AES-256 Encryption Explained — How to Encrypt Text in Your Browser

A Brief History of AES

In 1997, NIST announced a competition to replace the aging DES (Data Encryption Standard). DES used a 56-bit key, which had become feasible to brute-force. After a five-year public evaluation process involving cryptographers worldwide, NIST selected Rijndael, developed by Belgian cryptographers Joan Daemen and Vincent Rijmen, as the new standard.
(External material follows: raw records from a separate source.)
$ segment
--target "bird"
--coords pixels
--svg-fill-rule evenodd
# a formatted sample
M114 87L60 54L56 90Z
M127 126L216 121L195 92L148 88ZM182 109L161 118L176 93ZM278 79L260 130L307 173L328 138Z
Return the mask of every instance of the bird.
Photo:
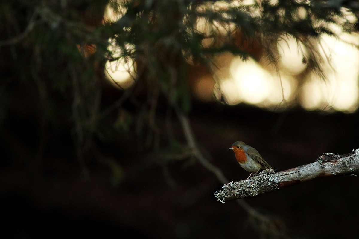
M261 169L273 169L266 162L258 151L253 147L247 145L242 141L237 141L233 143L232 149L234 152L237 161L242 168L251 173L247 179L255 173L256 174Z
It was published in 2001 as FIPS 197 — the Advanced Encryption Standard.

Today, AES is used in virtually every security protocol: TLS (the "S" in HTTPS), WPA2/WPA3 (WiFi encryption), full-disk encryption, and countless applications that need to keep data private.

How AES Works

AES is a block cipher — it encrypts data in fixed-size blocks of 128 bits (16 bytes) at a time. The key length can be 128, 192, or 256 bits, corresponding to AES-128, AES-192, and AES-256. Longer keys perform more rounds of transformation:

• AES-128: 10 rounds
• AES-192: 12 rounds
• AES-256: 14 rounds

Each round applies a sequence of mathematical operations — byte substitution, row shifting, column mixing, and key addition — that thoroughly scramble the data. After 14 rounds, the output bears no recognizable relationship to the input.

AES-256 with a truly random key is considered cryptographically unbreakable by brute force with any foreseeable technology. The key space has 2²⁵⁶ possible values — far more than could be exhaustively searched even if every atom in the observable universe were a computer running since the Big Bang.

Modes of Operation

AES by itself only encrypts one 128-bit block. To encrypt longer data, you need a mode of operation that defines how blocks are chained together.

ECB (Electronic Codebook) — Never use this

ECB encrypts each block independently with the same key. The fatal flaw: identical plaintext blocks produce identical ciphertext blocks. Patterns in the data remain visible in the ciphertext. The canonical example is a PNG image of a penguin encrypted with ECB — the penguin's silhouette is clearly visible in the encrypted output.

CBC (Cipher Block Chaining)

CBC XORs each plaintext block with the previous ciphertext block before encryption, so identical plaintext blocks produce different ciphertext. It requires a random Initialization Vector (IV) for the first block. CBC is significantly better than ECB but requires careful handling to avoid padding oracle attacks.

GCM (Galois/Counter Mode) — The modern standard

GCM is an authenticated encryption mode: it simultaneously encrypts the data and produces an authentication tag that detects any tampering. When you decrypt, GCM verifies the tag before returning plaintext — if the ciphertext has been modified in any way, decryption fails rather than returning corrupted data.

GCM also does not require padding (it operates as a stream cipher internally) and is parallelizable — making it fast on modern hardware with AES-NI instruction support.

PBKDF2: Turning a Password into a Key

AES needs a cryptographic key — a specific number of random bits. A human-chosen password is not suitable directly: it is shorter than 256 bits and comes from a small, predictable space. PBKDF2 (Password-Based Key Derivation Function 2) bridges this gap.

PBKDF2 takes a password, a random salt, and an iteration count, and produces a derived key of any length:

• Salt: A random value (typically 16 bytes) that ensures the same password produces a different key each time — preventing rainbow table attacks against the derived key
• Iterations: The number of times the hash function is applied. More iterations = slower key derivation = harder brute-force. NIST recommends at least 600,000 iterations of PBKDF2-SHA256 for password storage as of 2023.

The salt must be stored alongside the ciphertext — it is not secret, but it must be unique per encryption. Without it, decryption cannot reproduce the correct key.

The IV: Never Reuse It

GCM mode requires an Initialization Vector (IV) — a 12-byte random value that must be unique for every encryption operation using the same key. Reusing an IV with the same key is catastrophic: it allows an attacker to recover the keystream and decrypt both messages. A new random IV should be generated for every encryption operation and stored with the ciphertext.

Browser-Based Encryption with the Web Crypto API

Modern browsers expose the Web Crypto API (crypto.subtle), providing access to cryptographic primitives including AES-GCM and PBKDF2. This allows browser-based tools to perform genuine cryptographic operations without sending data to a server — the encryption happens entirely within the browser's JavaScript engine using native C++ implementations.

Browser-based encryption is appropriate for protecting data against passive interception, but the security depends on the page itself not being compromised. A browser extension, XSS attack, or malicious script on the page could intercept plaintext before encryption.

Why "Encryption" Without Authentication Is Dangerous

Security researcher Moxie Marlinspike articulated the "Cryptographic Doom Principle": if you decrypt before authenticating, any vulnerability in your decryption code can be exploited against unauthenticated ciphertext. AES-GCM's authentication tag ensures you never process modified ciphertext — making this class of attack impossible when GCM is used correctly.